Wahida completed her undergraduate in Applied Chemistry and Chemical Engineering at the University of Dhaka. She joined Larese materials and neutron scattering group in fall 2014. Her current research focuses on studying the thermodynamics and molecular dynamics of the adsorption of cyclic hydrocarbons on surfaces with comparable symmetries. Neutron scattering is used in her research to probe the microscopic dynamics and the structure of the adsorbed molecular films. Most of the neutron experiments are conducted at the user facilities of the Spallation Neutron Source (SNS) at ORNL.
Graduate Student Attended National School on X-Ray and Neutron Scattering
Zhiming Liu, a second year graduate student in Dr. Ben Xue’s Research Group, attended the 19th National School on X-Ray and Neutron Scattering from August 5th to 19th held at Argonne National Laboratory and Oak Ridge National Laboratory.
The School aims to “educate graduate students on the utilization of major neutron and x-ray facilities.” The two-week program included lectures, presented by researchers from academia, industry, and national laboratories, and provided basic tutorials on the principles of scattering theory and the characteristics of the sources, as well as seminars on the application of scattering methods to a variety of scientific subjects.

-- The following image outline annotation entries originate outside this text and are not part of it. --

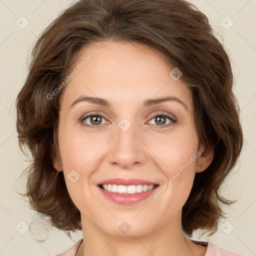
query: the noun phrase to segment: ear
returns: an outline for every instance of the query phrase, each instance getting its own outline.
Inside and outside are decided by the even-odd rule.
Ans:
[[[201,154],[198,158],[196,164],[196,172],[204,172],[211,164],[214,159],[214,146],[210,144],[210,149],[206,150],[204,146],[200,145],[198,150]]]
[[[62,172],[63,170],[63,167],[60,161],[59,160],[59,157],[56,156],[56,154],[54,154],[52,158],[52,165],[56,170]]]

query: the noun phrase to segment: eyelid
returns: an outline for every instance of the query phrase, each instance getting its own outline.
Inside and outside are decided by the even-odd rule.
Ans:
[[[97,124],[97,125],[92,125],[92,124],[88,124],[86,123],[83,124],[84,122],[84,121],[85,120],[87,119],[88,118],[90,118],[92,116],[99,116],[100,117],[103,118],[106,120],[106,124]],[[156,113],[155,113],[154,114],[152,114],[152,116],[146,122],[146,124],[148,122],[150,122],[154,118],[156,118],[158,116],[163,116],[166,118],[168,118],[170,120],[170,122],[166,124],[162,124],[162,125],[159,125],[158,126],[157,124],[152,124],[154,126],[155,126],[156,128],[165,128],[166,127],[169,127],[172,125],[172,124],[176,124],[177,122],[178,118],[175,117],[174,115],[170,114],[168,112],[164,112],[163,111],[158,111]],[[79,122],[84,126],[88,126],[89,128],[98,128],[99,126],[102,126],[103,124],[108,124],[108,123],[109,123],[110,122],[108,120],[108,119],[105,118],[104,114],[100,114],[98,112],[94,111],[92,113],[88,112],[87,114],[86,114],[84,116],[82,116],[80,118],[79,120]]]

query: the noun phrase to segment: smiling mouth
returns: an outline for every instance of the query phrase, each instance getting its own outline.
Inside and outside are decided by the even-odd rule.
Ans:
[[[116,184],[103,184],[99,186],[106,191],[118,194],[134,194],[150,191],[159,185],[131,185],[126,186]]]

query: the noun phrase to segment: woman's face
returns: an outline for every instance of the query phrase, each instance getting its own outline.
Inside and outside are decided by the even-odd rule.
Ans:
[[[62,164],[54,163],[82,225],[114,236],[150,234],[172,220],[180,226],[195,174],[207,166],[191,92],[162,60],[146,46],[110,40],[76,57],[60,100]],[[114,178],[122,180],[104,182]],[[147,184],[158,186],[146,192]]]

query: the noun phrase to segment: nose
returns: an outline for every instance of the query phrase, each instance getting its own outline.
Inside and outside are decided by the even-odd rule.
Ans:
[[[110,164],[129,170],[145,162],[148,150],[136,126],[132,124],[126,130],[124,128],[126,125],[128,124],[124,123],[123,126],[116,126],[116,135],[110,142],[108,158]]]

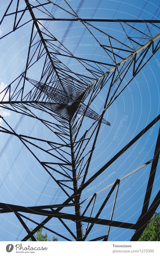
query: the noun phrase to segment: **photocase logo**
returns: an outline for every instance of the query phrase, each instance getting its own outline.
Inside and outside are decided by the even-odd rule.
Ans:
[[[11,252],[13,250],[14,246],[13,245],[11,244],[9,244],[6,247],[6,250],[7,252]]]

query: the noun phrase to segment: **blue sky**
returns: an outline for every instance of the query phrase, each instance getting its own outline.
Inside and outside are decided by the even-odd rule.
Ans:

“It was a very precious opportunity to learn first-hand experiments from the top scientists in each field.” Liu said. “Form the experiments, we had chance to work on 3 different instruments at both Argonne and ORNL. We spent every afternoon with different beamline scientists. They were very nice and patient. They answered our questions in depth and extended our knowledge further from different point of views.” Liu continued. “These really help me to know what kind science these state-of-art techniques can probe and how these can fit to my own research.”
Liu was born and grew up in Weihai, Shandong Province, northeast coast of China. He obtained his B.S. in Applied Chemistry from Jiangnan University in 2016, and came to UT the same year to start to work towards a Ph.D. degree in chemistry. He is currently working on probing molecular magnetism by neutron scattering.
“I want to thank ORNL and Argonne National Lab for offering this great opportunity to boost my knowledge and field of vision.” Liu expressed his gratitude towards mentors who have helped him along the way. “Thank you Dr. Ziling Xue and Shelby Stavretis for the help with my application. And the thank you Dr. Sheng Dai and Dr. Zhiguo Gu for the recommendation.”